This data was posted on Slack by the student: Marley Myrianthopoulos
df2 = read.csv("https://raw.githubusercontent.com/Kossi-Akplaka/Data607-data_acquisition_and_management/main/Project%202/Data2-MajorLeagueBaseballcsv.csv")
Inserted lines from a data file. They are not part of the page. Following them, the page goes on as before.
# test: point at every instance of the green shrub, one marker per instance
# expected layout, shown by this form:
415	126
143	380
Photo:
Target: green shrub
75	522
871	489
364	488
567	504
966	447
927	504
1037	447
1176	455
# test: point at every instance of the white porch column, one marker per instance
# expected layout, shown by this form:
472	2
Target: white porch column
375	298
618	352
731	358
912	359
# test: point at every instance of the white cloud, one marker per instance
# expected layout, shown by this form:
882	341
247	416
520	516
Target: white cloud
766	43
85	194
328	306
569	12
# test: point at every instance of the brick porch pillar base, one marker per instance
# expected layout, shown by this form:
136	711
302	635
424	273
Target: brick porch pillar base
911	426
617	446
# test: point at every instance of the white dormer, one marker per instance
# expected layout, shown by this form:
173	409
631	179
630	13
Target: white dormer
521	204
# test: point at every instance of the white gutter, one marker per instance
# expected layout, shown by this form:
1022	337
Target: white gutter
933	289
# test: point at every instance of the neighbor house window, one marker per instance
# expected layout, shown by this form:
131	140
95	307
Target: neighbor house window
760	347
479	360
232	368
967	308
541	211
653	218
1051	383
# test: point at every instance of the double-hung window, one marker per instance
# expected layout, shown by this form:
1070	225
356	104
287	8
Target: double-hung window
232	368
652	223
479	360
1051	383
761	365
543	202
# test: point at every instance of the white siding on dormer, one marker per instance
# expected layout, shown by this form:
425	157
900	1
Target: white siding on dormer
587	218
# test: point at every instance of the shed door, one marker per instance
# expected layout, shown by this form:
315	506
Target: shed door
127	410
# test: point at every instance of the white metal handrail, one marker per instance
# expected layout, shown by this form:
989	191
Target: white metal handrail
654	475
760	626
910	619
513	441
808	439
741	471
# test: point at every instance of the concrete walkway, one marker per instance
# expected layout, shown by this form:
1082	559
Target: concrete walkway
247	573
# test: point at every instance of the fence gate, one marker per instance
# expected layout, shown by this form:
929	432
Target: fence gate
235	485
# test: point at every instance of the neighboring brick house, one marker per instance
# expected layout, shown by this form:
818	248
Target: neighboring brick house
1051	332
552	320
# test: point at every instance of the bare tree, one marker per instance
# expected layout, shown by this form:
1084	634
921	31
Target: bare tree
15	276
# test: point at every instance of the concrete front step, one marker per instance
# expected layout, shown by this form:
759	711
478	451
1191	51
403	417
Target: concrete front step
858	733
head(df2,7)## Team Position X2018.HRs X2019.HRs X2021.HRs X2022.HRs X2023.HRs
## 1 BAL C 3 13 11 13 20
## 2 1B 16 12 33 22 18
## 3 2B 17 24 5 13 13
## 4 3B 24 6 9 13 7
## 5 SS 7 12 11 16 4
## 6 LF 24 13 22 16 16
## 7 CF 15 10 30 16 15
First we need to fill the missing values on the first column
## Team Position X2018.HRs X2019.HRs X2021.HRs X2022.HRs X2023.HRs
## 1 BAL C 3 13 11 13 20
## 2 BAL 1B 16 12 33 22 18
## 3 BAL 2B 17 24 5 13 13
## 4 BAL 3B 24 6 9 13 7
## 5 BAL SS 7 12 11 16 4
## 6 BAL LF 24 13 22 16 16
## 7 BAL CF 15 10 30 16 15
## 8 BAL RF 8 35 18 33 28
## 9 BAL DH 17 31 21 10 14
## 10 BOS C 5 23 6 8 9
## 11 BOS 1B 15 19 25 12 24
## 12 BOS 2B 10 3 6 16 3
## 13 BOS 3B 23 33 23 15 6
## 14 BOS SS 21 32 38 27 33
## 15 BOS LF 16 13 13 11 15
## 16 BOS CF 13 21 20 6 8
## 17 BOS RF 32 29 31 3 13
## 18 BOS DH 43 36 28 16 23
## 19 NYY C 18 34 23 11 10
## 20 NYY 1B 11 21 8 32 12
## 21 NYY 2B 24 26 10 24 25
## 22 NYY 3B 27 16 9 4 21
## 23 NYY SS 27 21 14 15 15
## 24 NYY LF 12 13 13 8 5
## 25 NYY CF 27 28 10 62 7
## 26 NYY RF 27 27 39 12 37
## 27 NYY DH 38 13 35 31 24
## 28 TBR C 14 9 33 6 11
## 29 TBR 1B 11 19 13 11 22
## 30 TBR 2B 7 17 39 8 21
## 31 TBR 3B 10 20 7 8 17
## 32 TBR SS 4 14 11 9 31
## 33 TBR LF 7 21 27 20 23
## 34 TBR CF 7 14 4 7 25
## 35 TBR RF 9 20 10 4 20
## 36 TBR DH 30 33 13 6 12
## 37 TOR C 10 13 1 14 8
## 38 TOR 1B 25 22 48 32 26
## 39 TOR 2B 11 16 45 7 11
## 40 TOR 3B 18 18 29 24 20
## 41 TOR SS 17 15 2 27 17
## 42 TOR LF 22 20 21 5 20
## 43 TOR CF 15 26 22 25 8
## 44 TOR RF 25 31 32 25 21
## 45 TOR DH 21 21 22 4 19
Now we can transform the data from wide to long
df2_long <- df2 %>%
pivot_longer(cols = c(X2018.HRs, X2019.HRs, X2021.HRs,
X2022.HRs,X2023.HRs) ,
names_to = "Year",
values_to = "Home Runs")
head(df2_long, 7)## # A tibble: 7 × 4
## Team Position Year `Home Runs`
## <chr> <chr> <chr> <int>
## 1 BAL C X2018.HRs 3
## 2 BAL C X2019.HRs 13
## 3 BAL C X2021.HRs 11
## 4 BAL C X2022.HRs 13
## 5 BAL C X2023.HRs 20
## 6 BAL 1B X2018.HRs 16
## 7 BAL 1B X2019.HRs 12
Finally let’s change the format for the year column
df2_long$Year <- sub("^X", "", df2_long$Year)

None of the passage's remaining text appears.